Bien que ce dossier thématique s’intéresse plus spécifiquement aux coopératives professionnelles qui ont émergé dans les trente années qui ont suivi la fin de la seconde guerre mondiale – une époque au cours de laquelle les architectes et urbanistes exprimaient avec ferveur leurs liens avec les idéaux politiques et sociaux du communisme et du socialisme –, cet appel s’adresse également aux études de cas issus de situations plus récentes.
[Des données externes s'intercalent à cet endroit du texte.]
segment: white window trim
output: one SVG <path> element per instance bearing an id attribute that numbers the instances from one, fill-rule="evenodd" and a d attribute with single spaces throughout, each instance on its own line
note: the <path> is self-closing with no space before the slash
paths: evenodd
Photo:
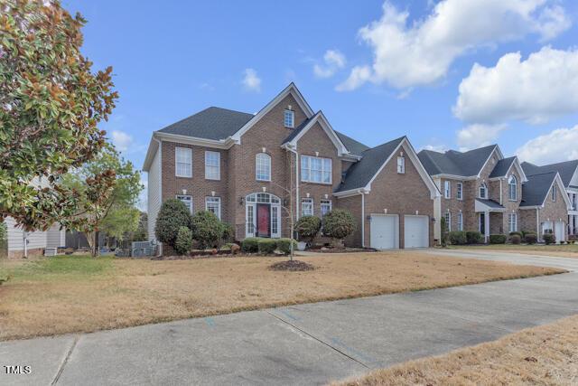
<path id="1" fill-rule="evenodd" d="M 191 164 L 189 164 L 189 173 L 188 174 L 179 174 L 179 157 L 177 153 L 181 150 L 185 150 L 187 153 L 191 155 Z M 182 163 L 184 164 L 184 163 Z M 183 177 L 183 178 L 192 178 L 192 149 L 191 147 L 182 147 L 175 146 L 174 147 L 174 175 L 176 177 Z"/>
<path id="2" fill-rule="evenodd" d="M 207 158 L 210 155 L 217 155 L 217 166 L 212 166 L 212 165 L 209 165 L 209 163 L 207 162 Z M 210 176 L 208 172 L 208 168 L 212 168 L 212 167 L 217 167 L 217 176 Z M 205 150 L 205 179 L 207 180 L 215 180 L 215 181 L 219 181 L 220 180 L 220 152 L 211 152 L 209 150 Z"/>
<path id="3" fill-rule="evenodd" d="M 399 155 L 397 157 L 397 174 L 406 174 L 406 157 L 403 155 Z"/>
<path id="4" fill-rule="evenodd" d="M 266 159 L 269 160 L 269 178 L 259 178 L 258 170 L 259 170 L 259 156 L 265 155 Z M 266 153 L 257 153 L 255 155 L 255 179 L 256 181 L 271 181 L 271 174 L 273 174 L 273 160 L 271 159 L 271 155 Z"/>
<path id="5" fill-rule="evenodd" d="M 304 177 L 304 174 L 303 173 L 303 159 L 308 159 L 307 161 L 307 168 L 306 170 L 309 171 L 309 173 L 307 174 L 309 175 L 308 179 L 305 179 Z M 311 165 L 312 165 L 312 159 L 319 159 L 322 162 L 322 181 L 312 181 L 311 178 L 312 175 L 312 168 L 311 168 Z M 329 160 L 329 165 L 330 165 L 330 170 L 329 170 L 329 182 L 323 182 L 323 174 L 325 174 L 326 172 L 328 172 L 327 170 L 325 170 L 325 160 Z M 325 157 L 321 157 L 321 156 L 315 156 L 315 155 L 301 155 L 301 160 L 300 160 L 300 168 L 299 168 L 300 172 L 301 172 L 301 182 L 302 183 L 310 183 L 310 184 L 325 184 L 325 185 L 331 185 L 331 184 L 333 184 L 333 160 L 331 158 L 325 158 Z"/>
<path id="6" fill-rule="evenodd" d="M 213 202 L 219 203 L 219 206 L 217 207 L 217 213 L 215 214 L 217 215 L 219 220 L 220 220 L 221 205 L 222 205 L 220 197 L 213 197 L 213 196 L 205 197 L 205 211 L 209 211 L 209 202 L 211 200 L 213 201 Z"/>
Les études de cas contemporains peuvent cibler non seulement des structures professionnelles anonymes ou collectives, mais aussi des organisations qui, en matière de programmation, expérimentent le projet à différentes échelles, voire intègrent dans le processus de conception des disciplines traditionnellement tenues comme extérieures aux domaines de l’architecture et de l’urbanisme.

 

Modalités

Les propositions d’abstracts devront être envoyées à clara.archi@ulb.be avant le 15 décembre 2024 et doivent inclure un fichier PDF anonymisé comprenant :

  • un résumé de 500 mots ;
  • un titre provisoire.

Dans le corps du mail uniquement, merci de préciser:

  • le(s) nom(s) du/des contributeur·ices,
  • le/les affiliation(s) académique(s) (le cas échéant), une courte biographie de 100 mots maximum par contributeur·ice.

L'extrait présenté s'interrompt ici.